HW2: Bayesian GLMs#

In this assignment, you will develop Bayesian inference algorithms for generalized linear (mixed) models (GL(M)Ms). We’ll put football aside and focus on another timely subject: US presidential elections. We have downloaded data from the MIT Election Data Science Lab consisting of presidential votes for each county in the US from 2000-2020. We have also downloaded demographic covariates from 2018 for each county.
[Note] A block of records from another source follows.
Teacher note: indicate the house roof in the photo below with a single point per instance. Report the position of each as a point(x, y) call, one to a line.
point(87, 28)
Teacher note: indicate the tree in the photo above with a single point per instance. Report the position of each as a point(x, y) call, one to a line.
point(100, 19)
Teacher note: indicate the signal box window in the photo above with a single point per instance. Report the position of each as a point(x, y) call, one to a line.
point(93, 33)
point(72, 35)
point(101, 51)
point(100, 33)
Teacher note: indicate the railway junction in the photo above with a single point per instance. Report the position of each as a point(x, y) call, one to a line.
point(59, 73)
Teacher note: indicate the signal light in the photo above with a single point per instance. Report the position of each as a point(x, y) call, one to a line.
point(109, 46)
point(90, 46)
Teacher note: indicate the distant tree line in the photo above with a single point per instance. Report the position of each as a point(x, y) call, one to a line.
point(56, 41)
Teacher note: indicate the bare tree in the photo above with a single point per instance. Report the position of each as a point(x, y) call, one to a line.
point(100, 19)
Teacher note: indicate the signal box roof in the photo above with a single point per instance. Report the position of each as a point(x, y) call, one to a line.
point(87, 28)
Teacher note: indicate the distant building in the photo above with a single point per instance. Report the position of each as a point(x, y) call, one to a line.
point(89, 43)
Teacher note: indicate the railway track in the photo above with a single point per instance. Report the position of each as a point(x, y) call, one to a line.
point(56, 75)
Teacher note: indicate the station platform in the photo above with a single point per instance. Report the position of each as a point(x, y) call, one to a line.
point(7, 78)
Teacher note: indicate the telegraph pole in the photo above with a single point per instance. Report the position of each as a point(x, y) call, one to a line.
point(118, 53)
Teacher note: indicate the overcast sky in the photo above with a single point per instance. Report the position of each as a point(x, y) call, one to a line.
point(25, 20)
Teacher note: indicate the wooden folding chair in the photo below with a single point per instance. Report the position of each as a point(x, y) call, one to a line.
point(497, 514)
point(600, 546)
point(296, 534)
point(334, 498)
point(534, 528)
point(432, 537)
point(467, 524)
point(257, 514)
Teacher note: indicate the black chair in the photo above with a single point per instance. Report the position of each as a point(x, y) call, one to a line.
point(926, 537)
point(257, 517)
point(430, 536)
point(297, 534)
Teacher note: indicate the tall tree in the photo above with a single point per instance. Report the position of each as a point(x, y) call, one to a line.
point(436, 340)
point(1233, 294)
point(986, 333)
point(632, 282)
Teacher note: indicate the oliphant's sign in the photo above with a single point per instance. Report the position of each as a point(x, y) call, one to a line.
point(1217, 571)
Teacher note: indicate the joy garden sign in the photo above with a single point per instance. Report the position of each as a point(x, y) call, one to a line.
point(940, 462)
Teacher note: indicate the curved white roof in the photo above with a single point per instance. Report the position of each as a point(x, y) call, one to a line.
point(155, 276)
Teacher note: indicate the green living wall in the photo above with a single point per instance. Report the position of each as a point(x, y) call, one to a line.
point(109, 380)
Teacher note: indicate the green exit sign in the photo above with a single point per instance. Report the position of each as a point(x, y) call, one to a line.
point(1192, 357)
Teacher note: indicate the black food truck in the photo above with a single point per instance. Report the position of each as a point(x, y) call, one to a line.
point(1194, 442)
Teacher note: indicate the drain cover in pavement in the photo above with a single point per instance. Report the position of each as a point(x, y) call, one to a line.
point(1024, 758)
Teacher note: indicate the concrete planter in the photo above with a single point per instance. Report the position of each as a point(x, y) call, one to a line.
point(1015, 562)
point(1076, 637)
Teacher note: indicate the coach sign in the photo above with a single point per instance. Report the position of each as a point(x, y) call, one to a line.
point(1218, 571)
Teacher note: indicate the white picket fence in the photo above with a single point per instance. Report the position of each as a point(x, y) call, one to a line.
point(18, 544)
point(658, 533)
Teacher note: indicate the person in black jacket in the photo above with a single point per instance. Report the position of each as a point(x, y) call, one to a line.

In this assignment, you will develop models to predict county-level votes given demographic data.

Setup#

%%capture
!pip install jaxtyping
!pip install kaleido
import json
import torch
import matplotlib.pyplot as plt
import pandas as pd
import plotly.express as px

from fastprogress import progress_bar
from IPython.display import Image
from jaxtyping import Float, Array
from urllib.request import urlopen
from torch.distributions import Binomial, Gamma, MultivariateNormal, Normal
/Users/scott/anaconda3/lib/python3.10/site-packages/tqdm/auto.py:22: TqdmWarning: IProgress not found. Please update jupyter and ipywidgets. See https://ipywidgets.readthedocs.io/en/stable/user_install.html
  from .autonotebook import tqdm as notebook_tqdm

Load the vote data#

Note: we did a little preprocessing of the raw data from the MIT Election Data Science Lab to extract counties that have both election and demographic data.

The vote data consists of votes per candidate for each county in the US for presidential elections from 2000 to 2020. Each county is identified by its FIPS code. The FIPS code is a five digit integer representing the state and county within the state. We represent the FIPS code as a string since some codes start with zero.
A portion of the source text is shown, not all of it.